Our previous study showed high frequency of allelic loss at chromosome 2q37 region in oral cancer. This location contains several candidate tumor suppressor genes such as PPP1R7, ILKAP, DTYMK and ING5. We previously showed 3 members of inhibitor of growth (ING) family, ING1, ING3 and ING4 as tumor suppressor gene in head and neck cancer. As ING5 shows high homology with other members of ING genes including highly conserved carboxy-terminal plant homeodomain and nuclear localization signal, we first picked up ING5 and examined it as a possible tumor suppressor in oral cancer. For this aim, mutation and mRNA expression status of ING5 in paired normal and oral squamous cell carcinoma samples were examined by reverse transcription polymerase chain reaction (RT-PCR) and sequencing. Three missense mutations located within leucine zipper like (LZL) finger and novel conserved region (NCR) domains in ING5 protein were detected, probably abrogating its normal function. We also found 5 different alternative splicing variants of ING5. Then, we examined mRNA level of ING5 by quantitative real time reverse transcription polymerase chain reaction (qRT-PCR) analysis, which demonstrated decreased expression of ING5 mRNA in 61% of the primary tumors as compared to the matched normal samples. In conclusion, tumor-specific mutation and downregulation of ING5 mRNA suggested it as a tumor suppressor gene in oral squamous cell carcinoma.

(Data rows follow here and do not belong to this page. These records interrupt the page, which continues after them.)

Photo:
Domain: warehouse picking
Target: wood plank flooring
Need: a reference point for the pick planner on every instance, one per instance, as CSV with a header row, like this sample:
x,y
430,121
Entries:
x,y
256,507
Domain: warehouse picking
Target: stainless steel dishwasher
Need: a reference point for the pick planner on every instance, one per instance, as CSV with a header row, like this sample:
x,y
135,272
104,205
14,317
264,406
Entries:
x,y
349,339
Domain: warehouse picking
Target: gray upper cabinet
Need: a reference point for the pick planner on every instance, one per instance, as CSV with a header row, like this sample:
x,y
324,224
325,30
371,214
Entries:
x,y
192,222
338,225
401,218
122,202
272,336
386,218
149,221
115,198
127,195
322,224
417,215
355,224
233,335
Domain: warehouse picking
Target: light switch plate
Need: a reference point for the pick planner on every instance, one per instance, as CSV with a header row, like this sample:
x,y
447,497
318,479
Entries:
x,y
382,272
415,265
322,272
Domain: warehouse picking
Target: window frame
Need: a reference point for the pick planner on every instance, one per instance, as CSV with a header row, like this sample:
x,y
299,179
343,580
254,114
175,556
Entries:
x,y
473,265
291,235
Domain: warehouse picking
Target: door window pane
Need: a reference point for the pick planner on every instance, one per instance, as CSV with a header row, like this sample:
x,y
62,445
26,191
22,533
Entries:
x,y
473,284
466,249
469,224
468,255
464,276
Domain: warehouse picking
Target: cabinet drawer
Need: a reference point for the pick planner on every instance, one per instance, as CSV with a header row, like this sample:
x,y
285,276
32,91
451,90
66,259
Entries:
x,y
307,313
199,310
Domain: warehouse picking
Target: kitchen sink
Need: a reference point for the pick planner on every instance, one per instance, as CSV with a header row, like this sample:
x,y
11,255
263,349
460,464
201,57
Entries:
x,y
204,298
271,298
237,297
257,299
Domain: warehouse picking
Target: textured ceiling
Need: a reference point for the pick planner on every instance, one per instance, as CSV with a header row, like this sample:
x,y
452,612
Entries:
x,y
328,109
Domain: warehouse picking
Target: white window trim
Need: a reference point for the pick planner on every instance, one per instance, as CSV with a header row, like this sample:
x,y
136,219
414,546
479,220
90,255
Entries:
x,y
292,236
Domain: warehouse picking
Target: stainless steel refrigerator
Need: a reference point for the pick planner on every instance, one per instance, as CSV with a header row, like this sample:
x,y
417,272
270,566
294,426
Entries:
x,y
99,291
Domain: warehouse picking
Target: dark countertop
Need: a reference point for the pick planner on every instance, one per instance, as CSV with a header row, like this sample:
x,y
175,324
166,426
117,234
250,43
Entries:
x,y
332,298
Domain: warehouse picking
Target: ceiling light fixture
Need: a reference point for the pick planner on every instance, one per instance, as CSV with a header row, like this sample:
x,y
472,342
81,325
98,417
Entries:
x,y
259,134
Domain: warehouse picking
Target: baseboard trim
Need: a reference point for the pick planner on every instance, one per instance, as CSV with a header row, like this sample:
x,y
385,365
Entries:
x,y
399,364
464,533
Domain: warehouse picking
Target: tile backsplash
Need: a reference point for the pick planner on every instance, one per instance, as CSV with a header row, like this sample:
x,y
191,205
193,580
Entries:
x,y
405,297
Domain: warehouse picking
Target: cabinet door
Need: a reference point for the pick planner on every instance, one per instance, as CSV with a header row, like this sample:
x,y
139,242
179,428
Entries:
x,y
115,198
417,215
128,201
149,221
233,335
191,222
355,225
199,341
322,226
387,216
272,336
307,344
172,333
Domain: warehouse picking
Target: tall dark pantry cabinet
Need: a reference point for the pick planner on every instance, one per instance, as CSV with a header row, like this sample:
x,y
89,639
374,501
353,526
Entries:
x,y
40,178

机译:我们先前的研究显示口腔癌中2q37号染色体区域的等位基因丢失频率很高。该位置包含几个候选肿瘤抑制基因,例如PPP1R7,ILKAP,DTYMK和ING5。先前我们显示了3个生长抑制因子(ING)家族成员ING1,ING3和ING4作为头颈癌的肿瘤抑制基因。由于ING5与ING基因的其他成员(包括高度保守的羧基末端植物同源结构域和核定位信号)具有高度同源性,因此我们首先选择了ING5,并将其检测为口腔癌的一种可能的抑癌基因。为此,通过逆转录聚合酶链反应(RT-PCR)和测序检查了成对的正常和口腔鳞状细胞癌样品中ING5的突变和mRNA表达状态。检测到位于亮氨酸拉链样(LZL)手指和ING5蛋白中新的保守区(NCR)域内的三个错义突变,可能废除了其正常功能。我们还发现了ING5的5种不同的可变剪接变体。然后,我们通过定量实时逆转录聚合酶链反应(qRT-PCR)分析检查了ING5的mRNA水平,这表明与匹配的正常样品相比,在61%的原发肿瘤中ING5 mRNA的表达下降。总之,ING5 mRNA的肿瘤特异性突变和下调表明它是口腔鳞状细胞癌的抑癌基因。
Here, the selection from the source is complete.